CWL Description of the Process 🥇
A CWL file containing a minimal description of your process must be provided, including the following sections:
- Input Data
- Processing
- Output Data
Documentation 🥇
Documentation must be managed within the GIT project and made publicly available (e.g., Readthedocs, Jupyterbook, Sphinx). A template is provided to help you initialize your documentation here:
Documentation Content
- Process Description Template (v3.0): Standard template for describing a processing chain.
- Dataflow Document: A document outlining the data flow.
Industrialization
Automated Tests 🥈
- The chain must include at least one E2E (End-to-End) test validating the configuration and the use of peripheral data with the delivered Docker image.
- Pay close attention to the test scope to cover scale-up use cases involving large data volumes.
Data Management 🥈
- Acquisition of processed data and production must be performed using an S3 Bucket.

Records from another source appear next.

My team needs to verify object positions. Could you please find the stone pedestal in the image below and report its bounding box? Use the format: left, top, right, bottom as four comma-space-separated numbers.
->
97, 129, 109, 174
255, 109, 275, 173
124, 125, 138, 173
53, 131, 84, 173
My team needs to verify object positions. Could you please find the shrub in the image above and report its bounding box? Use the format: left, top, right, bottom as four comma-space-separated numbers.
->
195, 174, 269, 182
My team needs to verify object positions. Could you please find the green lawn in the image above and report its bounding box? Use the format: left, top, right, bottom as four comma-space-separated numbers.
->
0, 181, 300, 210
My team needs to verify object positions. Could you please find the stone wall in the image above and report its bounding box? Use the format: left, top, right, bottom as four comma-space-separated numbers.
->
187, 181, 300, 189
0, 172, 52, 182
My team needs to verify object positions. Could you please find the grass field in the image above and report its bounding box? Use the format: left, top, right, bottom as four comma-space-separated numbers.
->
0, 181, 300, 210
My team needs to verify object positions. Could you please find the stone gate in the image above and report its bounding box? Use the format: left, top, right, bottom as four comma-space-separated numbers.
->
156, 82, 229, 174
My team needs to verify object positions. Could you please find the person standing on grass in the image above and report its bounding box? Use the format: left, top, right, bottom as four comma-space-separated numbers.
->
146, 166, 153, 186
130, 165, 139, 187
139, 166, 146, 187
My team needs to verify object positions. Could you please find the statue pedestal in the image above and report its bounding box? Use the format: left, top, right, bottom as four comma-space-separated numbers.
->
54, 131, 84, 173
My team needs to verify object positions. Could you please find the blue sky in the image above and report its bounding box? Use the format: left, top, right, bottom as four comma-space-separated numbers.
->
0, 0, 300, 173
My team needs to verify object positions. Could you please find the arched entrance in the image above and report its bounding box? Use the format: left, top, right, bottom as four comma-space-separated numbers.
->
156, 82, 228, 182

- Data flows auxiliary to acquisition and production should be as limited as possible and take minimum time.
- Prioritize access via HTTPS calls, including for configurations, using a GIT server or an S3 bucket.
Logging Strategy 🥉
Implement a logging strategy that allows for effective monitoring and troubleshooting of the processing chain.
- Production mode: Log only
INFOlevel unless a real malfunction occurs. - Debug mode: A more verbose mode for troubleshooting.
- Master the logs of the COTs and frameworks used.
- Use different log levels (0, 1, 2, 3, 4).
Optimization and Scalability Recommendations 🥇
- Optimize time spent on I/O during processing.
- Maximize CPU utilization throughout the processing duration.
- Provide a recommendation document regarding the optimal distribution of the process:
- Minimum and maximum number of workers.
- Reserved CPU and RAM per worker.
- Estimated execution time for an input data chunk.
Interoperability and Standards
STAC Compliance 🥉
- Provide a STAC Item file as an output of the chain.
Data Format 🥈
- Provide a QuickLook of the product.
- Adhere to the ARCO (Analysis-Ready Cloud Optimized) format (to be specified/completed).